You might be emotionally detached to the actual experiences of your customers, turning a blind eye to how your technology might qualify for awards but your customers couldn’t care less about it. That usually happens when you are not truly building for your customers but more for what you believe qualifies for a good sounding feature. 

And the solution to this dangerous detachment to what your customers truly need is empathy — I’ve recently initiated contact with a number of my customers and got to know them as friends. I added them to a Whatsapp group, started getting to know them personally and showing sincere interest in their day to day fitness struggles, and instead of developing solutions for them, I developed solutions with them.

We started getting on calls together, asking for their valuable feedback regarding certain stuff, even sharing hilarious fitness memes and that matured my understanding of how I can further develop my product to meet all of their macro and micro needs in a glorious fashion, and thus positively hook them emotionally to sustaining a high LTV.

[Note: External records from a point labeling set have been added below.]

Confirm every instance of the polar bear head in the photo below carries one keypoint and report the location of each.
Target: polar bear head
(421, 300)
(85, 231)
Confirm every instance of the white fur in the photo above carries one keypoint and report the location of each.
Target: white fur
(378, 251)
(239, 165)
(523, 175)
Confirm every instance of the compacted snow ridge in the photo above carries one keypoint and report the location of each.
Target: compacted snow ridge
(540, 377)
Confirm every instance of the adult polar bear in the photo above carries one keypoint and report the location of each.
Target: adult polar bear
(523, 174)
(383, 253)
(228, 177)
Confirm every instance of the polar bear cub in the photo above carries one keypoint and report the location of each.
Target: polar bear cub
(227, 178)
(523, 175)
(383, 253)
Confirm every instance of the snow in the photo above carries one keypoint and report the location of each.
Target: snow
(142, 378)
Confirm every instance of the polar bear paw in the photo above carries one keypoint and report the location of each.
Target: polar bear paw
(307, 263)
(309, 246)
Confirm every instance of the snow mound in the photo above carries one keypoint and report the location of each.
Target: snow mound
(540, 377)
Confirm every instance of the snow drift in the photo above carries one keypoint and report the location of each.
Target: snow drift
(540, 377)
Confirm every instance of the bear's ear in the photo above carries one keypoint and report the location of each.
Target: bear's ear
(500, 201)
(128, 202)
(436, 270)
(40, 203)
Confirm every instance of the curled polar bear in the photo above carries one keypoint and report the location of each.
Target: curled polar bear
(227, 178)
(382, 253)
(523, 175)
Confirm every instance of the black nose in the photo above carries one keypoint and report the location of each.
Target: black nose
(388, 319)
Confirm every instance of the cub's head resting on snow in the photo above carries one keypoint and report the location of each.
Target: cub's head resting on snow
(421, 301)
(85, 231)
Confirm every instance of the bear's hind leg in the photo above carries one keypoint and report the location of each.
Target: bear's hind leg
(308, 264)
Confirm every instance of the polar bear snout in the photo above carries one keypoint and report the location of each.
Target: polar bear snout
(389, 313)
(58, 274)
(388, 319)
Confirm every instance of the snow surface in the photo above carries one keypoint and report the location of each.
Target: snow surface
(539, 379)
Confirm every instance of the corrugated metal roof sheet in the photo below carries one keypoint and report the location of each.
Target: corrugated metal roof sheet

So, in a sense, empathy is always the key to understanding what you don’t understand, be it addiction or why the hell your customers are apathetic to your state of the art technology infrastructure. T

hink about it, you develop a relationship with a product because it satisfies your needs and you stay in the relationship because it persists to do so. And that’s what we attempt to create, ‘’ a relationship. ‘’ We build products that are relevant enough in value to activate a relationship and sustain it, and if your customers are churning madly, it’s simply because there are loopholes that kill the relationship in its infancy. And how can you fix that? Talk to your customers in the friendliest and most sincere fashion of all. Drop your preconceived notions and approach them with enough humility and empathy to make it work for them, and that’s how everybody wins!  

Final thoughts… 

I believe if you understand your customers’ needs realistically, you can create a market for a product that didn’t previously exist because, in its simplest term, a market represents a consensus from a large group of people that X is needed to satisfy what they are consciously seeking to satisfy for which they are willing to pay money.

But sometimes people are unaware of what product / service they might use if it became available and here lies the creative process of following an intuition and capitalizing on it with enough customer interviews and research to crystallize a MVP that you can test.